Salve, salve, senhores e senhoras da boa-fé, do patriotismo de camelô e da indignação de WhatsApp. Vem aí mais um capítulo do folhetim tragicômico da República da Terra Plana: o Baile da Ilha Fiscal versão 2025, estrelando Jair Messias Bolsonaro no papel de Dom Sebastião do cercadinho, com produção executiva do profeta do Apocalipse, Silas Malafaia, e trilha sonora gospel com marchinha de intervenção militar.
Mas antes de seguir, uma breve aula de História — daquelas que não se aprende no Zap.
O Baile da Ilha Fiscal, de 1889, foi uma das festas mais suntuosas do Império, promovida poucos dias antes da Proclamação da República. Um delírio aristocrático à beira do abismo. Dom Pedro II dançava entre os candelabros enquanto o povo, do lado de fora, já preparava a queda da monarquia. O baile virou símbolo de cegueira política — de quem festeja enquanto o mundo desaba.
É essa a metáfora que Bolsonaro encena amanhã na Paulista. Um último desfile messiânico, embalado por fiéis e fanáticos, enquanto o cerco da Justiça se fecha. O paletó de gala é substituído pela camiseta da Seleção. Os candelabros viram telões de LED. A orquestra é gospel. Mas o desespero é o mesmo.
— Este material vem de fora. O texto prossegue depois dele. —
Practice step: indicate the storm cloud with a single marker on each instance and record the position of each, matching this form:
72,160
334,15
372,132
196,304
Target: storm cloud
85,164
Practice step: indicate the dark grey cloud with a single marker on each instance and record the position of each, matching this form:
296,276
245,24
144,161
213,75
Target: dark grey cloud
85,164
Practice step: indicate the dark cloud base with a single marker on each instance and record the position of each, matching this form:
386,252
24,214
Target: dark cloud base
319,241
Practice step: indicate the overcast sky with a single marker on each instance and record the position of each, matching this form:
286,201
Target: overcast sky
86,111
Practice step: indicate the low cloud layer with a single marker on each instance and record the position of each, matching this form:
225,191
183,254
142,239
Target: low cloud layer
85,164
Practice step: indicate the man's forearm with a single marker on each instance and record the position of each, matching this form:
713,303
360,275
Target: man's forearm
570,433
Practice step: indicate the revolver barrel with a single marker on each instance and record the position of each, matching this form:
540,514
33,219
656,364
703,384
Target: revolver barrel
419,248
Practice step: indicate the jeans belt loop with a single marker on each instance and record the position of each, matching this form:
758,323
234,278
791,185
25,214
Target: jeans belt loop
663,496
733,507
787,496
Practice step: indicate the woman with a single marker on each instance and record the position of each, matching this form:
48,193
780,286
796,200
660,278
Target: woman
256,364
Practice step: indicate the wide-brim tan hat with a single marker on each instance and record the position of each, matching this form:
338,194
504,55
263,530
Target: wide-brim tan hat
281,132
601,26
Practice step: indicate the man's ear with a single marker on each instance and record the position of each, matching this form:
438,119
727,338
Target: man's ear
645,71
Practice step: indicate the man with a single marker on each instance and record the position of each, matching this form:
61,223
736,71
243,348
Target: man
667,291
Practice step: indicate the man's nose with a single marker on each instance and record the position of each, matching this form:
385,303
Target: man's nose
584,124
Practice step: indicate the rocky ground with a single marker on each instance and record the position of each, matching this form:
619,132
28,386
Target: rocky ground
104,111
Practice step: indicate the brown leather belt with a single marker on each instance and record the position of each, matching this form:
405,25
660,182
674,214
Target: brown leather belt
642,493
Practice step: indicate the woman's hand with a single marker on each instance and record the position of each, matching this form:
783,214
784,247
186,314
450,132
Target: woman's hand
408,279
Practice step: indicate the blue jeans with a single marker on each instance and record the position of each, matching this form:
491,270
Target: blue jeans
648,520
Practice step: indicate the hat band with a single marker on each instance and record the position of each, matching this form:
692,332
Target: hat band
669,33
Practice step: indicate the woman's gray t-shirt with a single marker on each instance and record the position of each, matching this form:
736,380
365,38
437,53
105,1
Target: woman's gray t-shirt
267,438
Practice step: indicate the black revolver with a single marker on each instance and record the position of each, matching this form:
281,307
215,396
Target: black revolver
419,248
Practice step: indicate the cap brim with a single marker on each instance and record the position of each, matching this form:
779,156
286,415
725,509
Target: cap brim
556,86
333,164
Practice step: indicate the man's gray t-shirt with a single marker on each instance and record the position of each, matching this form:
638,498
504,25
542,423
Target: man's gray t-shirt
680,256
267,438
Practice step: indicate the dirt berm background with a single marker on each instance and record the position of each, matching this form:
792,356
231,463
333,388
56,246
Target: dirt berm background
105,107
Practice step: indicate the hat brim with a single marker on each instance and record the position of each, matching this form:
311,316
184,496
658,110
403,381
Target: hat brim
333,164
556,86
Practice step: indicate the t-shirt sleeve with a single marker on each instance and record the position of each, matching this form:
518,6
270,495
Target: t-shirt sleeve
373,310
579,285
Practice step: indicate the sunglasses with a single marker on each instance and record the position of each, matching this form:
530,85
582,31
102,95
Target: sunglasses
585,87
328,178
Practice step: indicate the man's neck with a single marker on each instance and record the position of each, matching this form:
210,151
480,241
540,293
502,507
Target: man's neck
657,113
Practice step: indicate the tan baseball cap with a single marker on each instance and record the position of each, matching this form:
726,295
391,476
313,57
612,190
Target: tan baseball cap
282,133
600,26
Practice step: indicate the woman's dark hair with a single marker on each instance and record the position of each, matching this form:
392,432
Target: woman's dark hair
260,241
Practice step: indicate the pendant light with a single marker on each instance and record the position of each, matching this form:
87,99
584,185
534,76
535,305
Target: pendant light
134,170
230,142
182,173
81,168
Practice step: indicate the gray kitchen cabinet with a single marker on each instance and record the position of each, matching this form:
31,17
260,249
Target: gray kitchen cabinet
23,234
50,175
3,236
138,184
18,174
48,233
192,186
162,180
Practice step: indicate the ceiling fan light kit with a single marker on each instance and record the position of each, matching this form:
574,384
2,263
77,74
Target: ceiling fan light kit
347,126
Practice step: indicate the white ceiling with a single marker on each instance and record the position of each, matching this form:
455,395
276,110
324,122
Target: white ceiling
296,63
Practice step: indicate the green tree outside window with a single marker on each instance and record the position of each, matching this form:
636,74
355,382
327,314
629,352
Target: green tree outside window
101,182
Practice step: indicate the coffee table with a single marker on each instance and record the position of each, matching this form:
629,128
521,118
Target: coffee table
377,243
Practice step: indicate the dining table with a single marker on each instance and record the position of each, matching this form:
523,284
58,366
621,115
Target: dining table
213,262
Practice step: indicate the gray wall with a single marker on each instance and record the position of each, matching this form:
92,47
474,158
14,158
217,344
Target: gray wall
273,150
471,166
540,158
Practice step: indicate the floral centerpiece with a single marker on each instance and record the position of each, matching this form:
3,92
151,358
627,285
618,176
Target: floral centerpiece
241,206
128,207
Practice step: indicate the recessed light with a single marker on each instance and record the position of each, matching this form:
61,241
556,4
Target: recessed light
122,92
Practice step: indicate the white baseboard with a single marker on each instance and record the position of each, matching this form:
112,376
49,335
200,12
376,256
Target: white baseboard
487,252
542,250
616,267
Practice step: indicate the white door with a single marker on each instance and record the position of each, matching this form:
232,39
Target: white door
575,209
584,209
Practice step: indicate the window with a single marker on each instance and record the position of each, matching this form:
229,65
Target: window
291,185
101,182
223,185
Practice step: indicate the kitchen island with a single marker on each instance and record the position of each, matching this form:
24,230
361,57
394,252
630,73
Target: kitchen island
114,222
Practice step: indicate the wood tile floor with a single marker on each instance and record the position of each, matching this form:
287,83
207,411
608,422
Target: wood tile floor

E não custa lembrar outro momento de agonia presidencial: Fernando Collor de Mello, em 1992, já em rota de colisão com o impeachment, foi à TV pedir apoio popular. Convocou a população a vestir verde e amarelo e ir às ruas em sua defesa. O que aconteceu? O Brasil respondeu — mas de preto. Em vez de bandeiras, lenços e faixas de luto. Nascia a Revolta dos Caras-Pintadas. Uma geração de jovens tomou as avenidas para dizer: chega. O símbolo da esperança oficial virou o luto da indignação.
Pois é. A história não se repete, dizem. Mas às vezes ela se vinga.
Bolsonaro — agora um ex, um réu e um desesperado — chama os fiéis para a rua, não mais para defender um governo, mas para tentar salvar a própria pele. Entre um discurso sobre comunismo imaginário e uma selfie com um pastor, tenta comover o Judiciário com a comoção popular. A esperança? Que os gritos abafem as provas, que a fé suplante o Código Penal, que o show religioso disfarce o risco de uma cela sem wi-fi.
E no altar desse culto político, Malafaia, o pregador do caos, prega o milagre da impunidade. Clama aos céus, mas teme a Papuda. Quer salvar o Messias, mas sabe que a Polícia Federal já não se ajoelha diante de “glória a Deus”.
Essa manifestação não é mais sobre o Brasil. É sobre o desespero de um homem cercado por inquéritos, delatado por oficiais de um Exército que traiu pelo próprio verbo. É sobre um mito que virou meme. Um capitão que terminou como recruta das circunstâncias. Um comandante sem tropa, salvo pelos seguidores mais radicais — e pelos algoritmos.
Amanhã, a Paulista será um termômetro. Não do apoio popular, mas da capacidade do bolsonarismo de continuar existindo como fenômeno político mesmo sem Bolsonaro no poder — ou fora dele. Será um desfile de fantasmas: da Lava Jato, da moralidade seletiva, da pátria armada, da religião instrumentalizada. Um último tango em São Paulo.
E se o povo que ainda crê aparecer, que apareça. Mas talvez, como naqueles dias de Collor, sejam os que não creem mais que farão história.
Afinal, como já disse um certo poeta maldito das redações: quando os ratos começam a rezar, é sinal de que o gato está voltando.